Storyboard adalah alat penting dalam proses produksi animasi dan pembuatan iklan, termasuk iklan minuman. Biasanya, storyboard terdiri dari serangkaian gambar yang menggambarkan urutan adegan dan dialog, membantu tim visualisasi memahami alur cerita secara menyeluruh. Berdasarkan pengalaman saya, memulai dengan membuat sketsa kasar dari setiap scene sangat membantu. Misalnya, menggambarkan ekspresi karakter seperti wanita berambut gelap yang menatap ke kiri atau interaksi tiga agen pusat panggilan dapat memperkuat pesan tiap adegan. Stroke warna sederhana juga dapat memperjelas suasana, seperti latar kuning cerah yang memberikan kesan ceria.

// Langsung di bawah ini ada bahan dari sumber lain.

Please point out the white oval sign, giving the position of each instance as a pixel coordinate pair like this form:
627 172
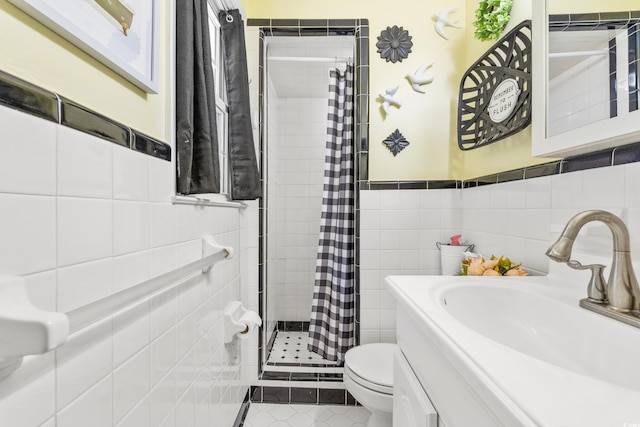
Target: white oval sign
504 100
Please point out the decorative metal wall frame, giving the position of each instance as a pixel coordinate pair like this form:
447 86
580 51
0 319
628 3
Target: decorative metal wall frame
508 59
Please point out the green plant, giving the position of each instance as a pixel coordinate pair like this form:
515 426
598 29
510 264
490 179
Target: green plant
491 17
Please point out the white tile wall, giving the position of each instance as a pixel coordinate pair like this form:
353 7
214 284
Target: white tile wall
519 219
398 235
296 170
81 218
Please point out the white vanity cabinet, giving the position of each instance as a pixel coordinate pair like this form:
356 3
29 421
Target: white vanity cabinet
411 405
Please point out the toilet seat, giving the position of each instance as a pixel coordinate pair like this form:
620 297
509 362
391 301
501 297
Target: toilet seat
371 366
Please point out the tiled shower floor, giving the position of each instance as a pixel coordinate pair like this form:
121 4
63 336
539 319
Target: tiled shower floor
291 348
265 414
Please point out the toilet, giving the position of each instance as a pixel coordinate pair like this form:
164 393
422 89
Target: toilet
368 376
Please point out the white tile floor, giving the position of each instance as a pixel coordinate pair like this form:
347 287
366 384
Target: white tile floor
291 347
280 415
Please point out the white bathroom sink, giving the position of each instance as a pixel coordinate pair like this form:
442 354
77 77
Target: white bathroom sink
534 323
520 350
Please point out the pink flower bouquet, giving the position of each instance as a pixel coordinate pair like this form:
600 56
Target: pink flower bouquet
491 267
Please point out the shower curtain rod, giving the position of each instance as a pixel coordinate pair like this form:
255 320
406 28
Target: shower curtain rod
308 59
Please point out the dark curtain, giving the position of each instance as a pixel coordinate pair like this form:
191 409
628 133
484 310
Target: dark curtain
332 325
197 161
244 180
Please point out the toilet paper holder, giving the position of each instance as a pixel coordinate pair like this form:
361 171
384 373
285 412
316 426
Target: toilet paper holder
239 321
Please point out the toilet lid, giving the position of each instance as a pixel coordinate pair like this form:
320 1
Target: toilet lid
372 363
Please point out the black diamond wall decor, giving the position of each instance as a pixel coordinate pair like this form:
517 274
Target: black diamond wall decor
395 142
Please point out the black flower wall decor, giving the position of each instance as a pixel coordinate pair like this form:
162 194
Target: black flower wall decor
394 44
396 142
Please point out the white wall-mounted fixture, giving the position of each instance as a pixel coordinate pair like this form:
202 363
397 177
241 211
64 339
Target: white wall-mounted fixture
211 247
239 321
442 20
388 99
25 329
96 311
418 79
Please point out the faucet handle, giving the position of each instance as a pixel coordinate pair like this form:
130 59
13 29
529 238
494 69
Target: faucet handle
596 290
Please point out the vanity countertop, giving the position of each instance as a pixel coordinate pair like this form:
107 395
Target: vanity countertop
522 348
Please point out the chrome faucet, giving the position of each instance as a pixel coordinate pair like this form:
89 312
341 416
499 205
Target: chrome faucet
619 297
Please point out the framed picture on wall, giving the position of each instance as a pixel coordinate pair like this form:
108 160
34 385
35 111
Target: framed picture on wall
122 34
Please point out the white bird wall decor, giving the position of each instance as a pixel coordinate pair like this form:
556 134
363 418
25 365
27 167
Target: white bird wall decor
418 79
442 20
388 99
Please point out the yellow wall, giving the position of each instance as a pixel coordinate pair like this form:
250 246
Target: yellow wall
510 153
426 120
32 52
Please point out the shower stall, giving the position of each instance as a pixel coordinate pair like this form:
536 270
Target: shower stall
293 128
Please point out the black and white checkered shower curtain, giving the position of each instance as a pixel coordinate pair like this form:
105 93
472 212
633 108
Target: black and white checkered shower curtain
332 326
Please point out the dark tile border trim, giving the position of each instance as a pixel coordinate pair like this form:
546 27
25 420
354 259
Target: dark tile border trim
302 395
244 410
622 155
23 96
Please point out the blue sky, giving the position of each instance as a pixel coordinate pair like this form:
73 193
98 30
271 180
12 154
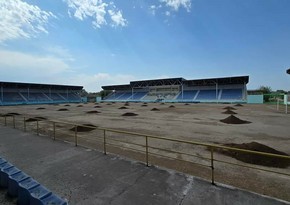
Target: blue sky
99 42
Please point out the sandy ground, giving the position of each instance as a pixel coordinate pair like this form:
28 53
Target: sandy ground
194 122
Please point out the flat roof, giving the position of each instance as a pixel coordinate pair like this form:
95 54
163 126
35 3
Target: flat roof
179 81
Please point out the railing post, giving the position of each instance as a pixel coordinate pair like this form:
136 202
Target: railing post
105 148
53 130
147 159
24 124
37 127
76 136
14 121
212 165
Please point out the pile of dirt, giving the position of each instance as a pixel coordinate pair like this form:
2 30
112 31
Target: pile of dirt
230 112
155 109
129 114
62 109
234 120
229 108
34 119
84 128
93 112
256 158
239 105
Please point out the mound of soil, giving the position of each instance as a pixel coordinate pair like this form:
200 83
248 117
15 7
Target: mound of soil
229 108
84 128
255 158
13 113
129 114
234 120
230 112
93 112
35 119
155 109
239 105
62 109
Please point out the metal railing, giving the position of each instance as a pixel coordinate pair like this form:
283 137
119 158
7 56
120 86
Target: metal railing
143 147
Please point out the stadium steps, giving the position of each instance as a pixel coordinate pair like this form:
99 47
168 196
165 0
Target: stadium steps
27 190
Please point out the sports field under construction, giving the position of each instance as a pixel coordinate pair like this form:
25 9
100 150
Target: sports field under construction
184 137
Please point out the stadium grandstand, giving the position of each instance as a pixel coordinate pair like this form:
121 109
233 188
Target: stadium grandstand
13 93
221 90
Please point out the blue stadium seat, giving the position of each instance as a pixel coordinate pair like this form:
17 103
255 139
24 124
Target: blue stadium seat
187 95
207 95
13 183
232 94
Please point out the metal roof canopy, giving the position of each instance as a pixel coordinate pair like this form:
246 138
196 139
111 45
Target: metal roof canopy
179 81
38 86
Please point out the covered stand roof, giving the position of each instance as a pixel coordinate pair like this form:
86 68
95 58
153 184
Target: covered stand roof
179 81
38 86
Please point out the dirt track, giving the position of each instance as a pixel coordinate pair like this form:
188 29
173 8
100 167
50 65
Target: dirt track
194 122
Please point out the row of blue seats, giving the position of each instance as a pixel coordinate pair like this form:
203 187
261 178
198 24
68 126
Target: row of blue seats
27 190
226 94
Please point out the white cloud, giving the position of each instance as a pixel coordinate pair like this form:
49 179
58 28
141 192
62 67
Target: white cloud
176 4
117 18
19 19
30 65
97 10
93 83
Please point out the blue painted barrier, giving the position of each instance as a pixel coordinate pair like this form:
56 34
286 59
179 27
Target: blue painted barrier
38 193
5 173
13 183
23 191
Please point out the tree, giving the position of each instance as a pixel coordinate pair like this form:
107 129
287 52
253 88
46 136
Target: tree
265 89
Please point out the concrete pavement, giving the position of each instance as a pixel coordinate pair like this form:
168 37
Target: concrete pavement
88 177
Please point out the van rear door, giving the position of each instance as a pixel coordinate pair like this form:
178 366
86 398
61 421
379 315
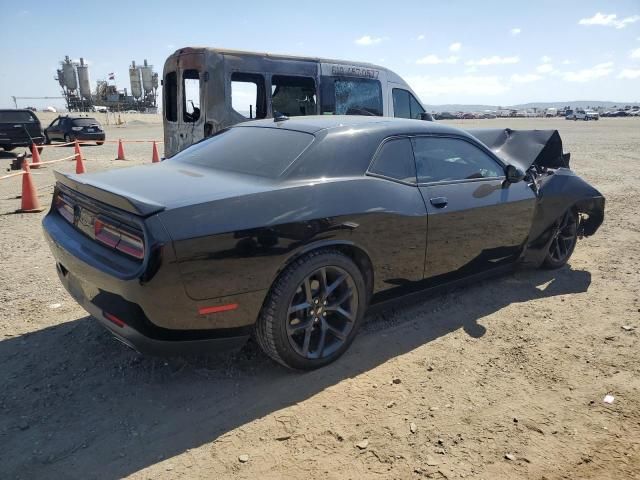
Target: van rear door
184 109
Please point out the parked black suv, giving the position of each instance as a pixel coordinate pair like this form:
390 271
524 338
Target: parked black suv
68 129
19 128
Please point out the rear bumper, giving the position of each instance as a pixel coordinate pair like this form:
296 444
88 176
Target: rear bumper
154 315
151 346
94 137
20 142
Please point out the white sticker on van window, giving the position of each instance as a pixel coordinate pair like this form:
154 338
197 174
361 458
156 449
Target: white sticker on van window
353 71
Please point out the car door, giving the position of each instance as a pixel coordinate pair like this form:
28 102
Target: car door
397 233
476 220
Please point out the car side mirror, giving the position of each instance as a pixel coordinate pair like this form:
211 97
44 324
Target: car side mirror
514 174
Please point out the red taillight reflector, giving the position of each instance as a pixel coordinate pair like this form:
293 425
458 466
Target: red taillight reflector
217 309
64 208
113 319
118 238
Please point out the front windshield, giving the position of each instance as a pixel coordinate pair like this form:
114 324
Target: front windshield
262 151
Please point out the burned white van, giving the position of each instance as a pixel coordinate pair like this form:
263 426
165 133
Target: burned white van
208 89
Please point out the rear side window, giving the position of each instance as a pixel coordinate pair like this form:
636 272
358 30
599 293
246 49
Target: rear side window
171 96
266 152
9 116
351 96
441 159
395 160
84 122
248 96
293 96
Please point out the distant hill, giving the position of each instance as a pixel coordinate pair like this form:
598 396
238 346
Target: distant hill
523 106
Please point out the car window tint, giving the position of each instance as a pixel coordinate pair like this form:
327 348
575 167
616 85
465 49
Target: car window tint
265 152
401 105
395 160
442 159
84 122
357 96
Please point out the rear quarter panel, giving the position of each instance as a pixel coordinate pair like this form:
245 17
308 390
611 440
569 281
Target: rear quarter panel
241 244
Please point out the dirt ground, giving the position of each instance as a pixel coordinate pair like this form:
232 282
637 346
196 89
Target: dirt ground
501 380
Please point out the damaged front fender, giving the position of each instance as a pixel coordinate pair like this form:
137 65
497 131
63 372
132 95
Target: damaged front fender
559 191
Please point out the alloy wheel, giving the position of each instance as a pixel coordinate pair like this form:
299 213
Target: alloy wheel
322 312
564 238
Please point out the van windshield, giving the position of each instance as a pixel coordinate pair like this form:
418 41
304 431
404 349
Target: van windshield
262 151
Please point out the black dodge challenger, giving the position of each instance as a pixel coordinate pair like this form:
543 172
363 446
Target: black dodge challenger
288 230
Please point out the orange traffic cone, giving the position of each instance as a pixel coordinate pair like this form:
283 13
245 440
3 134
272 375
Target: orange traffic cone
35 156
120 151
29 201
155 158
79 164
77 148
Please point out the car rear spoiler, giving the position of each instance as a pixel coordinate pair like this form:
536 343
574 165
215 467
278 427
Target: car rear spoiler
524 148
123 200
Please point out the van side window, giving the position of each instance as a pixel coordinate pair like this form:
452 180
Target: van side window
190 96
405 105
248 95
171 96
293 96
351 96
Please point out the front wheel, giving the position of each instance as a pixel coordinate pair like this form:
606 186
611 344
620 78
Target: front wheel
313 311
565 237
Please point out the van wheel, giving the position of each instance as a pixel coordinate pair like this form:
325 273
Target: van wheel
313 311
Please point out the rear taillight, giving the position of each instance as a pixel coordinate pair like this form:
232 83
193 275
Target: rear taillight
118 238
64 208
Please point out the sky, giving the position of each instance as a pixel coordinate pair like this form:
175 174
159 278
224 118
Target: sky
456 51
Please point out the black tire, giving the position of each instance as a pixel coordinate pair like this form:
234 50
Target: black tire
565 237
328 326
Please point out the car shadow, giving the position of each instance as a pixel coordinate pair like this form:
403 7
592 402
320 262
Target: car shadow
76 404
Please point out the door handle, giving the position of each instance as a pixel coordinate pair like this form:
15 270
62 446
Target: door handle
439 202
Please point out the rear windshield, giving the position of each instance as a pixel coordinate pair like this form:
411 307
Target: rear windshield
266 152
84 122
9 116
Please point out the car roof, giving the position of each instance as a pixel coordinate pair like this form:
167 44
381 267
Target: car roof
385 125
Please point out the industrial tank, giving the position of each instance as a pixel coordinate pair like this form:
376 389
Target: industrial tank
69 74
134 77
147 77
83 80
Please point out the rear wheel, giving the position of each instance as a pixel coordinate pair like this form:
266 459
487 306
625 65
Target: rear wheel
313 311
565 237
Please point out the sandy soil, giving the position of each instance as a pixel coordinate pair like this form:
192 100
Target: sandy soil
500 380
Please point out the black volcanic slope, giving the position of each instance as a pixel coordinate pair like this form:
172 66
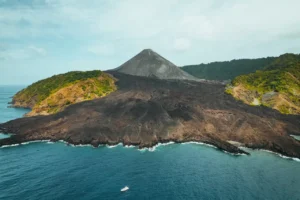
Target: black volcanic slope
150 64
145 111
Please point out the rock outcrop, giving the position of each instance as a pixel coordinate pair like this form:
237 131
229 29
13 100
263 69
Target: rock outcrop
150 64
145 111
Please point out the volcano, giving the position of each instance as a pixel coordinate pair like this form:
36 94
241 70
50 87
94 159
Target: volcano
150 107
150 64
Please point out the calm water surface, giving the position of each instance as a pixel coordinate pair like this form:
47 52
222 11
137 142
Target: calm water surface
178 171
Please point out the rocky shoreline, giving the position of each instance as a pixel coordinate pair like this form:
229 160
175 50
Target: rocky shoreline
146 111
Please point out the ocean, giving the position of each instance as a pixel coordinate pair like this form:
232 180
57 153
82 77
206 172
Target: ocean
44 170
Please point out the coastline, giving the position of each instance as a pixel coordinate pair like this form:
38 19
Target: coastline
153 148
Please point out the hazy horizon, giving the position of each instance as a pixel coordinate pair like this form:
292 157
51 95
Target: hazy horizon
40 38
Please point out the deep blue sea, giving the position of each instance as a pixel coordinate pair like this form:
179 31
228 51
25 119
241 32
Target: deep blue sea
178 171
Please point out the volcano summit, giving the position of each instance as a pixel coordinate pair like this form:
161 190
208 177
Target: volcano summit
149 107
150 64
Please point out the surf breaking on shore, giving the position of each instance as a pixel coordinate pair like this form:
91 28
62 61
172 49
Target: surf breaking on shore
151 149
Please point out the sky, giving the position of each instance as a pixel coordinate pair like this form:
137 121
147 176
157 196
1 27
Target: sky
40 38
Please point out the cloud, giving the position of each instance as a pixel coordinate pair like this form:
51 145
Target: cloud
37 50
22 53
102 50
182 44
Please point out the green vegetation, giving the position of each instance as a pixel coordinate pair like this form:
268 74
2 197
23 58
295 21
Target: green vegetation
276 86
53 94
228 69
43 88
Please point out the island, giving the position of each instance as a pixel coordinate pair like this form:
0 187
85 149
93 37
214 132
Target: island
158 104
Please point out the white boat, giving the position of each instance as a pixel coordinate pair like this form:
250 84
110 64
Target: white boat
124 189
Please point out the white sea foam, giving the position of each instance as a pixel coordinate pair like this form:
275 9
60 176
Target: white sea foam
272 152
12 145
113 146
200 143
34 141
152 149
129 146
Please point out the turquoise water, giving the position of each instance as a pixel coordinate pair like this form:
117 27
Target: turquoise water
178 171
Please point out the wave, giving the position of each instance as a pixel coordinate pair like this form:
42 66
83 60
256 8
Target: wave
152 149
12 145
113 146
200 143
272 152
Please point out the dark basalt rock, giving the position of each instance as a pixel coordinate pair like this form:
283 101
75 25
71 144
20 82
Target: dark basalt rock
145 111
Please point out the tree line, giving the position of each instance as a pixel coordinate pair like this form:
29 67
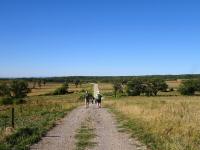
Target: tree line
151 87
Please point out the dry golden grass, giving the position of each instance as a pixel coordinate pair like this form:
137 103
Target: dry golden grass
105 87
173 84
49 87
88 87
173 120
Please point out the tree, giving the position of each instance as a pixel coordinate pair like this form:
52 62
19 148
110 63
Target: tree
19 89
188 87
4 90
62 90
117 87
158 85
134 87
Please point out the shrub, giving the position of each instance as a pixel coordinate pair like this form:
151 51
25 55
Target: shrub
19 89
4 90
6 101
134 88
62 90
188 87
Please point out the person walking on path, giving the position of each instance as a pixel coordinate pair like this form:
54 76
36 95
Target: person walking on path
99 98
87 99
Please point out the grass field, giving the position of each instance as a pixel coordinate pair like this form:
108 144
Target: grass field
34 118
49 87
167 123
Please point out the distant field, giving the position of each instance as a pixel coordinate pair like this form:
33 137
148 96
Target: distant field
173 84
49 87
167 123
33 119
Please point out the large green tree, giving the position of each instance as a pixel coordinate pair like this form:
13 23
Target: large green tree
19 89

Dalam konteks iklan minuman, memperhatikan detail seperti karakter yang menikmati produk atau suasana kafe bisa menciptakan hubungan emosional dengan penonton. Misalnya, tiga wanita yang memotret kue di kafe menciptakan nuansa hangat yang mendukung promosi. Selain visual, menambahkan gelembung ucapan atau dialog singkat membantu pemahaman cerita sekaligus membawa unsur interaktif yang menarik. Jadi, jangan ragu untuk menyertakan teks seperti "SO I GUESS THIS IS THE END OF OUR JOURNEY, ISN'T IT ?" untuk menambah kedalaman narasi. Tidak kalah penting, menyusun storyboard secara kronologis dan mudah dipahami akan mempercepat proses produksi dan membuat komunikasi dengan klien atau tim lebih efektif. Pastikan setiap adegan tersambung dengan jelas, dan karakter-karakter utama terlihat konsisten untuk menjaga kualitas cerita. Secara keseluruhan, keberhasilan membuat storyboard terletak pada kemampuan menggabungkan visual, narasi, dan emosi yang relevan sesuai dengan tujuan proyek. Dengan latihan dan pengalaman, membuat storyboard untuk animasi dan iklan minuman akan menjadi proses yang semakin mudah dan menyenangkan.